Content Production: Work Smart, Not Hard

Ever hear people say ‘Don’t work hard, work smart’? I always thought it was best to do both, but in the content world the concept of working smart has become a tactic. Brands are working smart by using the talents, creative ideas and social influence of others to create better content. Why stick to the confines of your marketing department when you can use resources from around the world?

Social Media Influencers:

We’ve seen the rise of the new digital celebrity in the form of social media influencers - the teenage girl who became famous through vlogging about make-up, or the computer game addict attracting a following through his hints and tips on strategy. Brands have been adopting influencers for a while now – choosing content makers that align with their brand and target the audience they want to reach. It’s a way of outsourcing production and touching a ready-made targeted audience – it’s smart.

Case Studies:

Here’s a couple of examples of how brands have effectively used social media influencers:

HP #BendThe Rules

HP used Vine stars to promote one of their tablets. The influencers had to incorporate the tablet within their sketch. This was part of their #BendTheRules campaign.
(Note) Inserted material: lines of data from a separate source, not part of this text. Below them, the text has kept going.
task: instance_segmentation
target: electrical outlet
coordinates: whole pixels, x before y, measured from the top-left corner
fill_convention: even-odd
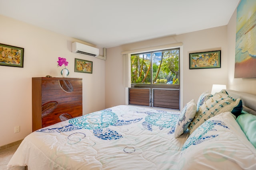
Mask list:
[[[20,132],[20,126],[15,126],[14,127],[14,133]]]

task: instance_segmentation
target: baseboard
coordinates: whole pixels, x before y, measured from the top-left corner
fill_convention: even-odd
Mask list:
[[[22,142],[23,140],[23,139],[21,139],[19,141],[16,141],[16,142],[13,142],[12,143],[9,143],[9,144],[0,147],[0,150],[6,149],[8,148],[10,148],[11,147],[13,147],[14,146],[17,145],[19,145],[20,144],[20,143],[21,143],[21,142]]]

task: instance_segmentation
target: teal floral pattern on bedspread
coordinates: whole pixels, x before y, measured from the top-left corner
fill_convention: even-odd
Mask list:
[[[220,126],[222,127],[228,128],[225,123],[219,120],[212,120],[206,121],[200,125],[189,136],[184,144],[182,151],[185,150],[192,145],[196,145],[208,141],[217,137],[217,130],[214,129],[215,126]],[[210,131],[216,131],[216,135],[207,135],[207,132]]]
[[[166,111],[156,110],[155,112],[136,111],[138,113],[145,113],[145,121],[141,123],[142,127],[150,131],[152,131],[152,126],[170,129],[168,134],[174,133],[179,113],[169,113]],[[142,114],[142,115],[145,114]],[[122,116],[122,115],[121,115]],[[118,132],[111,129],[111,126],[123,126],[136,123],[144,117],[136,118],[129,120],[119,119],[118,116],[112,111],[111,109],[92,113],[88,115],[71,119],[67,125],[58,128],[44,128],[37,132],[46,133],[60,133],[86,129],[92,131],[94,136],[103,140],[118,139],[122,137]]]
[[[145,117],[145,121],[142,123],[143,127],[150,131],[153,130],[152,125],[158,126],[160,130],[164,128],[170,128],[170,131],[168,134],[174,133],[180,114],[172,113],[162,110],[157,110],[157,111],[144,112],[148,115]]]

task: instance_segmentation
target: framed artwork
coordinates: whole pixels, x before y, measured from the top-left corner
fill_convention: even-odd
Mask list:
[[[23,67],[24,49],[0,44],[0,65]]]
[[[241,0],[236,10],[235,78],[256,77],[256,1]]]
[[[189,69],[220,68],[220,50],[190,53]]]
[[[75,72],[92,73],[92,61],[75,59]]]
HP #BendTheRules campaign.


Dove brought fashion and beauty Youtube vlogger Tanya Burr onboard to advertise their products as part of her video blogs.

Dove feat. Tanya Burr

For bigger brands with bigger budgets, it might seem like they have the pick of the bunch. But you don’t always need those with global dominance or a huge subscription base, there’s content makers everywhere, use the talents of those around you. You never know, there may be an undisclosed writer or phenomenal photographer in your social circle. Or maybe Jan from HR has a secret party trick just waiting to be filmed? Content production can often seem like a daunting task, working smart means to maximize the expertise and talents of those around you and see potential in content makers that could otherwise be overlooked.